Когда завтрак закончился, мама встала и пошла поздороваться с какими-то старушками, сидевшими поодаль, — наверно, это были сестры ее отца. Она не видела их, кажется, с тех пор, как умерли ее родители, а это было лет десять назад. Дядя Франсуа тоже поднялся и сказал нам, что надо бы размять ноги. Я закурил, а Тьерри спросил, как мне нравятся номерные знаки на стенах. «Жуть», — честно признался я. Он нахмурился и сказал, что, на его взгляд, в этом что-то есть и было бы неплохо так украсить нашу будущую квартиру.
— Давай побродим по автомобильным кладбищам, поищем старые американские номера, ладно? — добавил он.
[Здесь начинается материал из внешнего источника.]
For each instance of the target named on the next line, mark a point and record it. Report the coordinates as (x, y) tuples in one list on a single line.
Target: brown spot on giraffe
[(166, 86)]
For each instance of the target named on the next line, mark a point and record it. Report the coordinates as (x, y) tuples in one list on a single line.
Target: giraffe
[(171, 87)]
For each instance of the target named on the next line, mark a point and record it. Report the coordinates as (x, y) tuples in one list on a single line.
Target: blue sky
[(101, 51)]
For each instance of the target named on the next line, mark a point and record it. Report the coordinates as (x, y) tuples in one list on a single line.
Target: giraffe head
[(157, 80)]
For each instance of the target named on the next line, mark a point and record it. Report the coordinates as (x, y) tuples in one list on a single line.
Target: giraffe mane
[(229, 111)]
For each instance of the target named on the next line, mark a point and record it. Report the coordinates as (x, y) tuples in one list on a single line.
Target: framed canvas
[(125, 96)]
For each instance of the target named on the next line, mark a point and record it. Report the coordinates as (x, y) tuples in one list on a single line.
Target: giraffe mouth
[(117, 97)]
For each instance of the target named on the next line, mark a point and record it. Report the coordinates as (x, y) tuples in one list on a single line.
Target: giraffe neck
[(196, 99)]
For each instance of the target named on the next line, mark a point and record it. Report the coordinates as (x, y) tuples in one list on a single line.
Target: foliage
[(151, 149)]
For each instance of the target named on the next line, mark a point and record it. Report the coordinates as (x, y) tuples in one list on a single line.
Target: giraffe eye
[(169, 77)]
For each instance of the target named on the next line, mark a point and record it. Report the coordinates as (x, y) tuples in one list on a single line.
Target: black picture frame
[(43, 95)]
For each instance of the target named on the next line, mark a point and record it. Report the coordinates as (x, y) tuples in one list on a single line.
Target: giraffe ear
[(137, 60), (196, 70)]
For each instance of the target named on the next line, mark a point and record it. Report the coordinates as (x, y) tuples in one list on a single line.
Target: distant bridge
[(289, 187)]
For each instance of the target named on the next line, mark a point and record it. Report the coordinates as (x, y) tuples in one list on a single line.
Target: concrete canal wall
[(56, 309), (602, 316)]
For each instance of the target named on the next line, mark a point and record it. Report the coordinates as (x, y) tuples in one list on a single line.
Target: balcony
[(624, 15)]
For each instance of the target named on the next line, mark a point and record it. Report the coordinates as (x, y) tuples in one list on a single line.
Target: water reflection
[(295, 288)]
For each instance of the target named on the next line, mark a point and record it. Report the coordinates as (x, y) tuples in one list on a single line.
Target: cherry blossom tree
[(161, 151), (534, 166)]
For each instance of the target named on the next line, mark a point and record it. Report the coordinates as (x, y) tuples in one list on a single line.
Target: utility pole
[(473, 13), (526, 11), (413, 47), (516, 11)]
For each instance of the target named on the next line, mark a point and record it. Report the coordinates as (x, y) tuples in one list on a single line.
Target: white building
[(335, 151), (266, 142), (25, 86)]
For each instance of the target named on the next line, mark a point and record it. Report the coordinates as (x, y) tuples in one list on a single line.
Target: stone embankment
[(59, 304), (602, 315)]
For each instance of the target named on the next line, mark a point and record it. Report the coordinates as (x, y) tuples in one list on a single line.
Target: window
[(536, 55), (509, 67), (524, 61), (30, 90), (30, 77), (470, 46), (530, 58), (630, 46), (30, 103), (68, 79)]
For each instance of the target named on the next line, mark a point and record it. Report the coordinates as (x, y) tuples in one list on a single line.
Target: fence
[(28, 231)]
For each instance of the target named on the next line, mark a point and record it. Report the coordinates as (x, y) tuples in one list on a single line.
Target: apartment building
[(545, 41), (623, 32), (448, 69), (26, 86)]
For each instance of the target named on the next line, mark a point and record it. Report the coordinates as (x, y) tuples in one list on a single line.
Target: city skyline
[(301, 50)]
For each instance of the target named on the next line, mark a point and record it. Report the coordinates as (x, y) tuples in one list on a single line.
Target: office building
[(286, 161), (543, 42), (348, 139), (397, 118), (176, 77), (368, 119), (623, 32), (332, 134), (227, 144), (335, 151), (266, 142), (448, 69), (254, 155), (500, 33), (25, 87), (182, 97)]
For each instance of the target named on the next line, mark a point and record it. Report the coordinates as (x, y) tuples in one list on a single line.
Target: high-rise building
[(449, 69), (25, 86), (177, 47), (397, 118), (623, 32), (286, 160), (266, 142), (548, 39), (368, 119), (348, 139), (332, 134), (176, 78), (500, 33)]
Я заметил, что прежде, чем забивать себе голову украшением стен нашей будущей квартиры, надо еще эту квартиру найти, причем такую, чтобы устроила нас обоих. «Да ладно тебе, Жюльен, что-нибудь найдем!» — отмахнулся он. Идея снять квартиру на двоих созрела у Тьерри в рождественские каникулы. Кое-кто из его друзей уже отделился от предков, и Тьерри решил: вот она — красивая жизнь. Он поделился со мной своим планом. «Пора начинать жить самостоятельно», — так и сказал. Понятное дело, он имел в виду, что мы сможем приводить домой наших подружек, когда нам вздумается, да и других девчонок тоже, если захотим. Уговаривал меня: «Соте on, Жюльен, отделяемся!» А я иногда таким бываю рохлей — сказал ему: «Ладно», будто он попросил о пустяковой услуге, вроде как в прошлую субботу, когда братец наказал мне, уходя: «Если позвонит Жозиана, скажи ей, что я ушел судить хоккейный матч, или нет, лучше скажи, что я на собрании футбольной команды, ладно?» «Ладно», — кивнул я. Жозиана, правда, в тот вечер не позвонила.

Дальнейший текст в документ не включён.